But I can't put my finger on it

The latest news is that the woman who found part of a finger in her bowl of Wendy's chili could have planted that digit herself in an effort to get some financial settlement from the restaurant chain. Where she got the finger is anyone's guess, but a woman who lost a 3/4-inch portion of one of her fingers in a spotted leopard attack thinks it might possibly be hers. Poor Dave Thomas is probably spinning in his grave over the assault on his company's reputation. Food has been the focus of many hoaxes and schemes over the years. Recently, someone paid $28,000 on eBay for the remains of a 10-year-old grilled cheese sandwich that has what could be construed as the image of the Virgin Mary toasted into it.
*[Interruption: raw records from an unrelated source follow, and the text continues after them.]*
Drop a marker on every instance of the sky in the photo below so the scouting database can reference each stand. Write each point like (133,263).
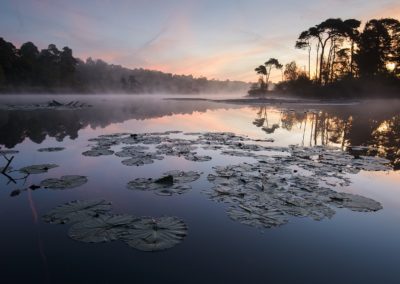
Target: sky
(221,39)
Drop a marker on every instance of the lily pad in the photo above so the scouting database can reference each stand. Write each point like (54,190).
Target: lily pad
(172,182)
(98,152)
(142,159)
(51,149)
(132,151)
(198,158)
(64,182)
(8,152)
(37,169)
(77,211)
(103,228)
(155,234)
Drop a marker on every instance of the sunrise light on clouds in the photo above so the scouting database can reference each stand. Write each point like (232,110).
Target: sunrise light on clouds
(216,39)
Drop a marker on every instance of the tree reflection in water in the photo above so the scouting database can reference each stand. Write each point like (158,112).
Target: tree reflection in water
(344,127)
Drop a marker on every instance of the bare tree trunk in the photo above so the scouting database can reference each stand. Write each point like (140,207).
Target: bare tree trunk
(316,62)
(351,58)
(333,63)
(309,61)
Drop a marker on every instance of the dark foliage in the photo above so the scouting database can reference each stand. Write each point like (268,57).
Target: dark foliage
(52,70)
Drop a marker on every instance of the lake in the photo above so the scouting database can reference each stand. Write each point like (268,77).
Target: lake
(345,247)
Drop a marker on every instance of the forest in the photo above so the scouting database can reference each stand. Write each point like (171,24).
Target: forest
(51,70)
(343,60)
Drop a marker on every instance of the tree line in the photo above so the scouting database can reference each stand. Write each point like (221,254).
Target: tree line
(342,53)
(29,69)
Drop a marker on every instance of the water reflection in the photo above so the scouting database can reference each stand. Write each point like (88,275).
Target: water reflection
(340,126)
(374,124)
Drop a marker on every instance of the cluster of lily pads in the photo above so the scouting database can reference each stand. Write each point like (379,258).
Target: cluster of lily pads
(53,104)
(281,182)
(64,182)
(266,193)
(172,182)
(92,222)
Another miraculous item on the eBay menu is a baked chicken breast that is a "beautiful likeness" of the recently departed Pope John Paul II. The person posting the beatific breast on the site was "deeply touched to be chosen to receive this possible visit from the Holy Father."

A man in Switzerland found an oyster shell bearing the spitting image of Jesus. He said he found the shell when the oyster stuck to his hand "as if God was calling him." Recent secular sightings include a French fry that looks just like Abraham Lincoln and a nacho chip shaped exactly like the state of Texas.

The people who put their wondrous discoveries up for auction are merely banking on the gullibility of the public, but there's no guarantee that the pullet Pope will bring in the big bucks. Others, like the woman who allegedly found the finger, are counting on businesses settling potential lawsuits out of court. And innumerable "urban legends" resurface from time to time to gross out new audiences. You may have heard of some of them.

Take the woman who claims to have bitten down on a condom that had been in her clam chowder at a restaurant in Irvine, CA. (I've always heard that good clams should not be rubbery.) The restaurant denied responsibility, so the woman filed a lawsuit. In Newport News, VA, a woman found a batter-dipped chicken head among her McNuggets, and advised everyone to double-check their food orders.

Taco Bell restaurants have been the subject of one of those it-really-happened-to-a-friend-of-my-second-cousin's-neighbor stories. It seems that a woman in Youngstown, OH, or San Jose, CA, or Boone, NC, ate at a local Taco Bell, and the next day her gums and/or throat were swollen and/or bloody. When she went to her dentist (or doctor), he found cockroach eggs from the Taco Bell food had infested her body, and would have hatched inside the lining of her mouth had she not gone for treatment. Yo quiero cucarachas!

KFC has been the urban legendary purveyor of Kentucky Fried rodents. One old lady purportedly noticed teeth while eating what she thought was a piece of chicken. When she pulled back the extra-crispy crust, she discovered she was eating a rat. The poor woman had a heart attack and died, and her relatives sued the Colonel.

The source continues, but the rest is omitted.